I've done a lot of work on habits over the years. I'll admit not all have been extremely successful, but I'd say I've learnt a thing or two about making habits stick and today I want to share a few health & fitness related tips with you.
A lot of my clients struggle to remember to track their food when they first start out. Weighing and logging everything you've eaten isn't exactly second nature.
1. Bulk produce your meals (keep reading for more on this). MFP has a great option to copy foods/meals from day to day so you don't need to calculate/input every meal every single day of the week.
2. Cook/eat similar meals week to week and keep the recipes the same (or similar). Once you've found a few meals that work for both your satiety and your macros, you'll wonder why tracking was ever a problem in the first place.
3. If you're cooking your meals from scratch, rather than waiting until it's all cooked to input your ingredients use the 'create a recipe' feature on MFP to add the ingredients as you're weighing them. This way you won't accidentally forget an ingredient and you'll be able to use their 'servings' option to calculate the macros per portion for you.
If you've never bulk cooked/meal prepped food, meal prepping can actually seem quite daunting. Although I've heard people joke about meal prepping being no different to making yourself a packed lunch, I understand it can be a lot more complex when you're also trying to stick to your macros.

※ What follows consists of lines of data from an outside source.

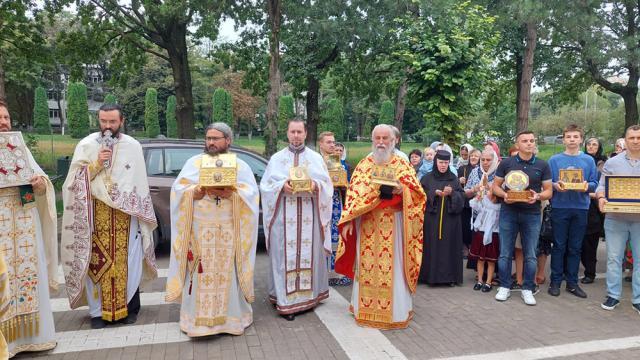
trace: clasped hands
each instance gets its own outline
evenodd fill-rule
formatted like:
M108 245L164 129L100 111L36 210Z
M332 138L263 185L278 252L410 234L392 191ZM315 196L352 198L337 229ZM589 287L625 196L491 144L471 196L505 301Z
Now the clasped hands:
M317 188L318 188L318 185L316 185L316 182L311 181L311 192L312 193L315 192ZM291 180L285 181L283 189L286 194L293 194L293 187L291 186Z
M442 190L436 190L436 196L445 197L451 195L453 188L449 185L445 186Z
M206 187L197 185L193 191L193 199L201 200L205 195L209 195L209 197L219 197L223 199L228 199L233 194L233 189L230 188L214 188L214 187Z
M33 187L33 192L37 195L42 195L47 191L47 183L44 181L44 177L40 175L34 175L29 180Z

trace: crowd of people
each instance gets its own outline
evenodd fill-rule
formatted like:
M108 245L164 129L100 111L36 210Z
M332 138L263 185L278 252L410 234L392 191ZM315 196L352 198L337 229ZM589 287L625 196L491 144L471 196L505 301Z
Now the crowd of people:
M141 146L122 133L118 105L102 106L98 120L101 131L78 143L63 185L60 245L70 306L88 305L93 329L135 323L140 286L157 277L157 223ZM58 285L55 193L10 131L0 102L0 146L22 164L16 174L32 171L26 185L0 176L0 201L11 210L0 226L20 229L0 237L0 358L56 346L48 301ZM597 138L585 142L582 129L569 125L565 150L545 161L530 131L516 136L505 158L492 141L464 144L458 158L442 142L407 156L398 149L398 129L381 124L372 131L371 153L351 169L334 134L321 133L316 152L305 145L305 122L294 118L289 144L269 159L260 183L229 151L228 125L213 123L204 137L203 153L187 160L170 199L165 300L180 304L188 336L240 335L252 324L260 205L267 297L289 321L326 299L329 286L352 285L345 311L357 324L405 328L418 284L461 285L464 258L476 272L473 290L497 287L498 301L520 291L535 305L548 256L548 293L559 296L564 281L569 294L586 298L579 283L594 282L603 236L601 306L619 304L630 250L632 304L640 312L640 218L603 215L605 176L640 175L640 126L629 127L607 159Z

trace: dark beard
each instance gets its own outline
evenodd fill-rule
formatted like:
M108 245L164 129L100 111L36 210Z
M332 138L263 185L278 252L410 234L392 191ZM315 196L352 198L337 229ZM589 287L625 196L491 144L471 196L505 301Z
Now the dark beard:
M216 156L219 154L225 154L227 152L227 149L224 150L220 150L220 151L216 151L216 150L209 150L209 148L207 147L207 145L204 146L204 152L206 154L209 154L211 156Z
M111 129L104 129L100 132L100 135L104 136L104 132L107 130L111 131L111 137L114 139L120 136L120 128L115 129L115 131Z

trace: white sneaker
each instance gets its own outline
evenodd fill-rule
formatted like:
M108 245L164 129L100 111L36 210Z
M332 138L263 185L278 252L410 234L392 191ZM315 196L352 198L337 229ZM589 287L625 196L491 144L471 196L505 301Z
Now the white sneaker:
M496 300L498 301L506 301L511 296L511 290L508 288L499 287L498 293L496 294Z
M520 297L527 305L533 306L536 304L536 298L533 297L533 292L531 292L531 290L522 290L522 294L520 295Z

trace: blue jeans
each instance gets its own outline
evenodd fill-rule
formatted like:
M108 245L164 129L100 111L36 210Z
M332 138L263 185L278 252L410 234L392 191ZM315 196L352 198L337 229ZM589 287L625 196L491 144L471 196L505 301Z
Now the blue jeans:
M640 221L614 220L607 216L604 232L607 238L607 294L616 300L622 296L622 262L629 240L633 254L631 303L640 304Z
M553 226L553 248L551 249L551 284L578 285L582 239L587 228L587 213L582 209L551 210ZM565 257L566 255L566 257ZM566 259L566 264L565 264Z
M507 208L500 208L500 258L498 259L498 271L500 286L511 288L511 262L516 236L520 233L522 240L522 252L524 254L524 290L533 290L536 274L536 248L540 237L541 217L540 212L525 213Z

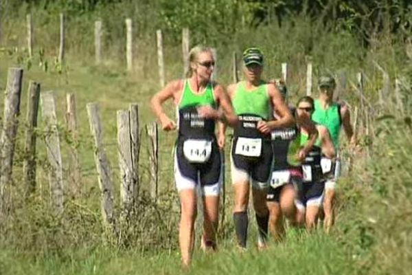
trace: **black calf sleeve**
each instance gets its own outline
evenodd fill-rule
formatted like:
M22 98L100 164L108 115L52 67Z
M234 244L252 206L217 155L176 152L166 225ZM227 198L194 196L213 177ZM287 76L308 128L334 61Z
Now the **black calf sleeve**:
M269 214L268 214L264 217L260 217L256 214L256 222L258 223L258 229L259 230L259 238L260 240L265 241L268 236Z
M247 212L246 211L234 212L233 221L235 223L238 243L240 247L246 248L248 226Z

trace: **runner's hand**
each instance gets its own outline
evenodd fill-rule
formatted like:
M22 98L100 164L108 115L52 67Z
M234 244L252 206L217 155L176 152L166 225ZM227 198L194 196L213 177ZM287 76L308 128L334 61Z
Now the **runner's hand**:
M216 110L209 105L201 106L197 108L198 113L203 118L217 120L219 114Z
M306 157L306 155L308 155L306 151L304 148L301 148L299 151L299 152L297 152L297 158L299 161L302 162L305 160L305 157Z
M258 122L258 124L256 125L256 128L262 133L268 134L271 133L271 129L268 125L268 122L266 121L259 120Z
M161 129L163 131L169 131L176 129L176 123L166 116L160 119L160 123L161 124Z
M226 137L223 133L219 133L218 135L218 146L220 149L225 148L225 142L226 141Z

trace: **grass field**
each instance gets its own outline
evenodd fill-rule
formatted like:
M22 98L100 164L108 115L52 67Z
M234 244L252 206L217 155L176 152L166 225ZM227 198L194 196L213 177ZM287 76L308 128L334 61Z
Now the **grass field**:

1. Keep it simple. Choose a carb, protein and fat source that you won't mind eating several times a week. Choose your flavourings (to keep it satiating) and work out how much of each you need to keep your meal in line with your macro percentages (don't stress on this point as the more you practice the more this WILL become second nature).

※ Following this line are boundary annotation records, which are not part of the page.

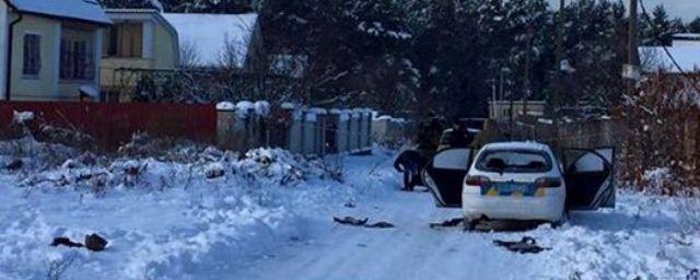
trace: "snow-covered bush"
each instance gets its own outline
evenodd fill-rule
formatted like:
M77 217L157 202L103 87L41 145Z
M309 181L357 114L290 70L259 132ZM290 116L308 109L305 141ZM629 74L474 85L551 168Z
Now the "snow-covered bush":
M664 195L681 195L685 188L700 186L700 93L692 82L698 81L658 73L634 95L625 96L619 114L629 131L622 149L622 180L642 188L652 184Z

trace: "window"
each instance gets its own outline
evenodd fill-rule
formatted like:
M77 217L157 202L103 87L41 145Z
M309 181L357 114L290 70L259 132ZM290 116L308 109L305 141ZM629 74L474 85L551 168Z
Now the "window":
M106 57L139 58L143 48L143 26L141 23L119 23L109 28L105 36Z
M25 75L38 75L42 70L42 36L24 34L24 67Z
M95 73L93 54L85 40L61 39L61 80L92 80Z
M485 151L477 162L477 170L486 172L542 173L551 167L547 153L529 150Z

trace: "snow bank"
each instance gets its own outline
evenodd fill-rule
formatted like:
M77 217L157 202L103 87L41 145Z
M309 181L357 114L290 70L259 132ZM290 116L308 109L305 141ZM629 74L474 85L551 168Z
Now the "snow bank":
M66 279L197 279L269 253L302 234L300 211L354 191L328 164L279 149L103 160L73 154L28 177L0 173L0 279L44 279L71 259ZM104 253L47 246L93 232L109 241Z

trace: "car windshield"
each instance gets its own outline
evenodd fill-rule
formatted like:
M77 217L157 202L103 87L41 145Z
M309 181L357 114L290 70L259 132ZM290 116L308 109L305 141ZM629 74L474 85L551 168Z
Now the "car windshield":
M542 151L493 150L485 151L477 161L477 168L500 173L540 173L551 170L550 156Z

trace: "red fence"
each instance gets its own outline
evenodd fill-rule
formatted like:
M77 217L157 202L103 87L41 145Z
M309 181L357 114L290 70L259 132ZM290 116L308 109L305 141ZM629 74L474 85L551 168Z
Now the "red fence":
M105 148L128 141L135 132L206 142L217 137L214 105L0 102L0 129L9 128L15 110L33 112L47 125L74 128Z

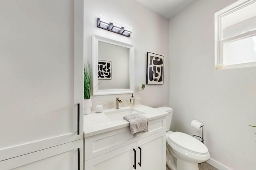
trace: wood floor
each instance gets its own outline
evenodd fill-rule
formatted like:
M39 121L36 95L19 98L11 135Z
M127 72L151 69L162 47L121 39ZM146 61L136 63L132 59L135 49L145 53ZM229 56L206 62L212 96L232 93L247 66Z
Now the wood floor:
M219 170L206 162L198 164L198 167L199 168L199 170ZM172 170L170 169L166 165L166 170Z

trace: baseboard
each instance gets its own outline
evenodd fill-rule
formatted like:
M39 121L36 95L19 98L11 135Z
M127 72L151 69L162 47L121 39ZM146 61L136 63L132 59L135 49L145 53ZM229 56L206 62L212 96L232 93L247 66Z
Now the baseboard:
M232 170L211 158L206 161L206 162L209 164L210 164L220 170Z

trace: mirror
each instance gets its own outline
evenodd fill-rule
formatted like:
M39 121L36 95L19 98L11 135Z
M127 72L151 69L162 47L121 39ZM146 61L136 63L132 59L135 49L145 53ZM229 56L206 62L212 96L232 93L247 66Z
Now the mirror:
M92 94L134 93L133 45L92 35Z

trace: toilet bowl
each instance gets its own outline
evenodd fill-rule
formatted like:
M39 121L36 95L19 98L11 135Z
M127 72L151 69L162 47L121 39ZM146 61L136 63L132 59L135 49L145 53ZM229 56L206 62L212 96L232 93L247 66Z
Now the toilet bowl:
M190 135L169 131L172 109L166 107L156 109L169 113L166 116L166 146L168 148L170 146L171 149L169 152L168 148L166 149L167 165L172 170L198 170L198 164L206 161L210 157L207 147Z

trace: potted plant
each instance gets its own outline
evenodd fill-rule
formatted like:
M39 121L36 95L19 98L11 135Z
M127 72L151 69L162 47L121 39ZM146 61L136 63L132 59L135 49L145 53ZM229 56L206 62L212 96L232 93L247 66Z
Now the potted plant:
M146 86L145 85L145 84L142 84L142 85L141 85L141 89L142 90L144 90L145 87Z
M91 113L92 107L92 100L91 99L91 67L89 62L86 63L84 67L84 113L85 114Z

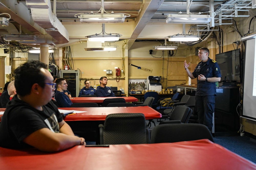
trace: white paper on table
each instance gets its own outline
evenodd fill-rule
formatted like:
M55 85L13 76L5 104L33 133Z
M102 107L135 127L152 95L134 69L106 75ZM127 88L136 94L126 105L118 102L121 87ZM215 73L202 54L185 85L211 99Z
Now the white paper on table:
M59 109L58 110L60 112L60 113L65 113L69 111L70 111L70 110L63 110L61 109ZM79 110L72 110L74 111L73 112L73 113L83 113L83 112L87 112L85 111L80 111Z

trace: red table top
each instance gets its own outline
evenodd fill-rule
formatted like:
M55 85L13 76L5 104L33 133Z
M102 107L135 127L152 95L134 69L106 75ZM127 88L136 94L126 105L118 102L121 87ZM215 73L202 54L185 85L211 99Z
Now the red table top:
M146 119L158 119L162 117L162 115L159 112L148 106L62 108L59 109L63 110L73 110L86 112L68 115L63 118L65 121L105 120L107 115L109 114L121 113L141 113L144 114ZM2 111L4 111L5 110L5 108L0 108L0 110ZM0 118L3 115L0 115ZM1 122L1 120L0 122Z
M146 119L160 118L162 115L148 106L100 107L98 108L64 108L63 110L74 110L87 112L68 115L63 118L65 121L83 120L105 120L107 115L111 113L141 113ZM74 112L75 113L75 111Z
M77 146L54 153L0 147L5 170L255 169L256 164L207 139L174 143Z
M105 99L123 98L126 102L137 101L138 99L134 97L71 97L70 98L73 103L102 103ZM52 99L54 100L54 98Z

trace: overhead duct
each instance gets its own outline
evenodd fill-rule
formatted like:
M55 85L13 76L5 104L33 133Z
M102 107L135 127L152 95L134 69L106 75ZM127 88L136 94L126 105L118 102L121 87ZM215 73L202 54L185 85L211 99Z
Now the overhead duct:
M35 23L58 41L56 44L69 41L68 32L51 11L50 0L26 0Z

2. Choose a day or two to cook that is convenient. I know meal prep Sunday is a big thing in the fitness industry but if Sunday's don't work for you, don't push it. You need to have a solid couple of hours to cook properly without becoming flustered/running out of time.
3. Make use of your freezer. A lot of the foods you cook may only stay fresh in the fridge for 2-3 days but may last much longer in the freezer. For example, cooked chicken can be frozen and taken out a day before use or microwaves when ready.

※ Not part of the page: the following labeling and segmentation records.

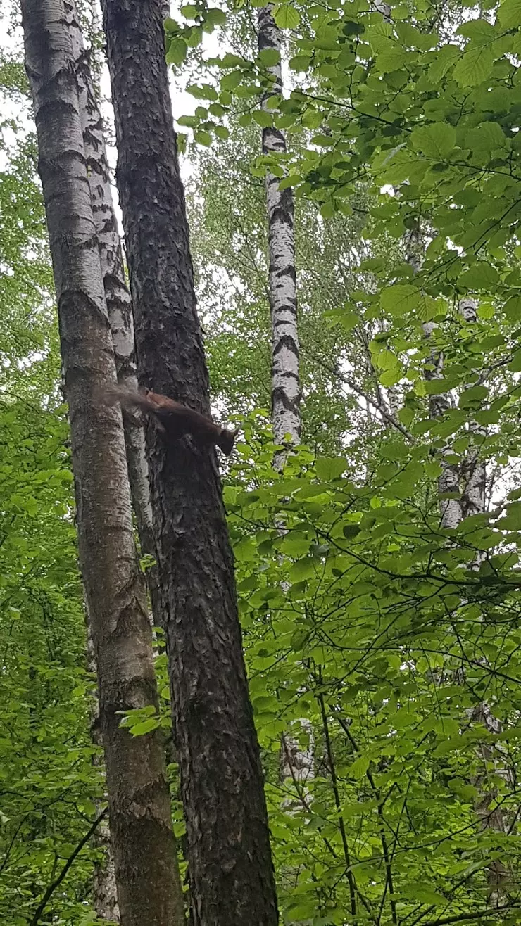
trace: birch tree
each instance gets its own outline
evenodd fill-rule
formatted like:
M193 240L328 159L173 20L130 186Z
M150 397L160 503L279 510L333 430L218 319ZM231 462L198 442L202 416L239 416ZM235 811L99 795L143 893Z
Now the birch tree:
M23 0L26 69L58 305L80 564L97 667L121 922L181 922L162 750L132 739L120 712L157 700L133 540L121 415L97 392L116 371L63 0Z
M280 55L282 33L268 4L259 10L259 53L274 52L275 64L267 67L271 79L263 107L274 95L282 95ZM284 131L273 126L262 130L262 154L280 155L286 150ZM300 381L297 321L297 274L295 269L294 206L291 187L279 190L280 177L266 173L268 248L270 257L270 307L272 313L272 417L275 443L289 434L293 444L300 437ZM280 465L280 460L275 465Z
M210 413L159 0L103 3L143 385ZM213 450L146 447L194 924L278 921L262 772Z
M78 81L80 119L87 164L93 217L95 224L108 320L112 332L118 382L137 388L132 299L125 281L121 243L114 212L110 172L107 157L103 119L96 100L90 66L74 4L70 4L70 37ZM127 465L133 507L141 551L155 556L148 469L141 423L123 417ZM152 611L158 626L162 622L155 569L148 570ZM150 581L151 579L151 581Z

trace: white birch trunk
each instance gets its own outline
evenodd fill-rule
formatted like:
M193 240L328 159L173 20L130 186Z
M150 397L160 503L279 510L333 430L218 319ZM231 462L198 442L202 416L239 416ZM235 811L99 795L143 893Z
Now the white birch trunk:
M282 33L274 22L273 6L259 9L259 51L274 49L282 53ZM268 68L273 81L265 93L262 106L268 111L267 101L273 94L282 95L282 67ZM262 130L262 154L286 152L286 137L275 128ZM270 307L272 314L272 420L276 444L300 440L300 380L299 371L299 331L297 314L297 272L295 266L294 204L290 188L279 190L280 177L268 171L265 180L268 213L268 249L270 258ZM275 457L275 469L282 469L286 453ZM314 776L313 732L310 721L301 718L300 726L307 746L297 735L287 731L282 737L280 774L291 780L304 793L306 784ZM293 732L294 733L296 731Z
M83 148L91 190L93 216L99 244L103 284L112 332L118 382L137 389L133 316L131 295L125 282L121 243L114 212L110 171L103 130L90 69L90 54L85 49L75 5L70 5L70 37L75 62ZM125 447L133 507L142 553L155 556L152 508L148 487L148 467L145 455L145 436L139 420L123 417ZM158 602L152 594L152 607ZM154 614L158 625L161 616Z
M98 679L121 921L184 921L159 738L133 738L121 712L157 703L121 416L98 400L116 382L65 0L22 0L69 402L79 557Z
M466 296L460 300L459 310L462 318L469 324L477 320L477 307L474 299ZM476 422L470 425L473 444L467 452L464 467L464 489L462 494L463 509L465 518L470 515L481 514L486 507L487 466L480 458L480 444L487 436L486 431ZM484 554L477 558L477 565L483 559Z
M259 10L259 51L274 49L280 55L282 35L275 25L273 6ZM268 68L273 77L262 105L275 94L282 94L280 61ZM286 151L286 138L279 129L262 130L262 153ZM270 257L270 304L272 310L272 416L273 434L282 444L286 434L291 443L300 439L300 382L299 375L299 332L297 320L297 283L293 194L279 190L280 177L266 175L268 210L268 248Z

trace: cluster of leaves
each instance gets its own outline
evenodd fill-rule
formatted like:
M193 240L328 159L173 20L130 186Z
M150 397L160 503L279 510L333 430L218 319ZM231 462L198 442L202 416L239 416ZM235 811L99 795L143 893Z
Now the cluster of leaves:
M519 503L444 530L427 445L389 437L363 483L305 447L274 476L275 449L247 428L225 498L285 916L445 921L486 908L498 858L515 902ZM314 776L281 782L281 735L310 729Z
M19 104L22 70L1 80ZM22 99L23 97L21 97ZM7 124L8 123L8 124ZM77 567L68 422L33 139L6 120L0 155L0 919L27 926L96 818L103 782ZM14 132L14 133L13 133ZM7 144L8 140L8 144ZM94 922L78 856L45 921ZM65 888L65 889L64 889Z

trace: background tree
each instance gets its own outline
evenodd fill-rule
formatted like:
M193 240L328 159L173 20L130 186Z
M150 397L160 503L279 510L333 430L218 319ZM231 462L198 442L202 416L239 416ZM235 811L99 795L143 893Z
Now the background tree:
M87 180L70 35L60 0L22 5L70 408L79 555L95 648L121 922L184 917L163 756L119 714L157 699L143 576L133 535L121 415ZM67 182L64 182L64 177ZM146 859L145 862L144 859ZM177 914L176 914L177 909Z

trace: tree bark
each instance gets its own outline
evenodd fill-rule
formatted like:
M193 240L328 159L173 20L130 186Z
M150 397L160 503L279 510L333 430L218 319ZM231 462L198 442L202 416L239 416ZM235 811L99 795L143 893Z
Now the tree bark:
M120 711L156 703L121 418L95 401L116 380L63 0L22 0L26 67L58 304L79 555L98 677L110 831L124 926L179 922L162 750Z
M280 55L282 34L268 4L259 10L259 51L274 49ZM263 97L282 94L282 69L278 64L267 68L272 82ZM280 129L262 130L262 154L286 152L286 137ZM268 171L265 180L270 257L270 304L272 310L272 418L273 436L282 444L286 434L291 442L300 439L300 381L299 376L299 332L297 319L297 275L295 269L294 206L291 188L279 190L280 177ZM276 465L277 461L275 461ZM280 465L280 463L279 463Z
M90 54L83 38L76 7L70 3L70 37L78 81L80 118L83 149L91 189L93 216L99 244L99 256L112 344L116 358L118 382L131 390L137 389L135 344L132 299L125 281L121 242L114 212L110 189L110 171L107 158L103 119L94 86ZM132 415L123 416L125 447L133 507L142 554L156 556L152 528L152 507L148 486L148 467L145 454L145 435L141 422ZM157 569L147 570L152 614L156 626L163 622Z
M206 414L159 0L104 0L140 382ZM214 450L146 428L195 926L274 926L262 772Z

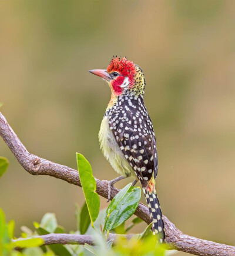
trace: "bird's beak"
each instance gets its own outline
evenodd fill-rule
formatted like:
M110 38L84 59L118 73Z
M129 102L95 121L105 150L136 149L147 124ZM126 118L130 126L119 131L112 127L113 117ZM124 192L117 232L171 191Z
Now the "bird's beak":
M100 77L107 81L110 81L112 79L110 74L106 69L92 69L89 70L89 72L98 77Z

Unless you have a 10-20 minute commute in your day, it's tough to keep your daily activity high as a 9-5 city worker and by now, we all know the importance of keeping active throughout the day.
1. Limit periods of sitting down to 20-30 minutes, make it a habit to break up tasks in the office by stretching your legs for 3-4 minutes. You'll also be surprised to see your productivity spike when you take regular breaks.
2. Always take the stairs/walk up the escalator. You'll save a few minutes waiting for the elevator/queuing for the escalator and you'll get in a few more steps too.
3. Make time for an after-dinner walk in the evening. I know it can seem like the last thing you want to do after a long day at work, but taking a short walk after a meal has been linked to better digestion and can help your mind wind down ready for a good nights sleep.
We all know how difficult it can be to climb out of bed an hour earlier than needed in this cold weather or just how tempting it is to go out for after-work drinks instead of heading to the gym.
1. Keep your workout clothes by your bed (I've also known people who actually sleep in them) or make it a habit to change into your work out clothes at work before you can be tempted to say 'I'll go tomorrow'.
2. Book a class, PT session or have a friend relying on you. Having something waiting for you and keeping you accountability can be great motivation.
3. Keep set times for the gym. A good starting point is Monday, Wednesday and Friday (you'll still have all weekend for yourself) and choose AM or PM depending on what kind of a person you are. Although mornings can be tough, they tend to be the most preferred long term as they're unlikely to interrupt outside social plans.
Although I know many people who have no issue keeping themselves hydrated throughout the day, I also know many others who find themselves suffering signs of dehydration on the daily. As our bodies are made up of 80% water, getting enough is vital for optimal function.
1. Carry around a water bottle. Most restaurants and coffee shops now offer to fill reusable bottles with tap water.
2. Keep a bottle or glass of water by your bed so that it's the first thing you do when you wake up in the morning.
3. Make it a habit to drink a whole glass of water before any meals. Research has also shown that drinking enough water before meals/throughout the day also leads to fewer calories consumed through food.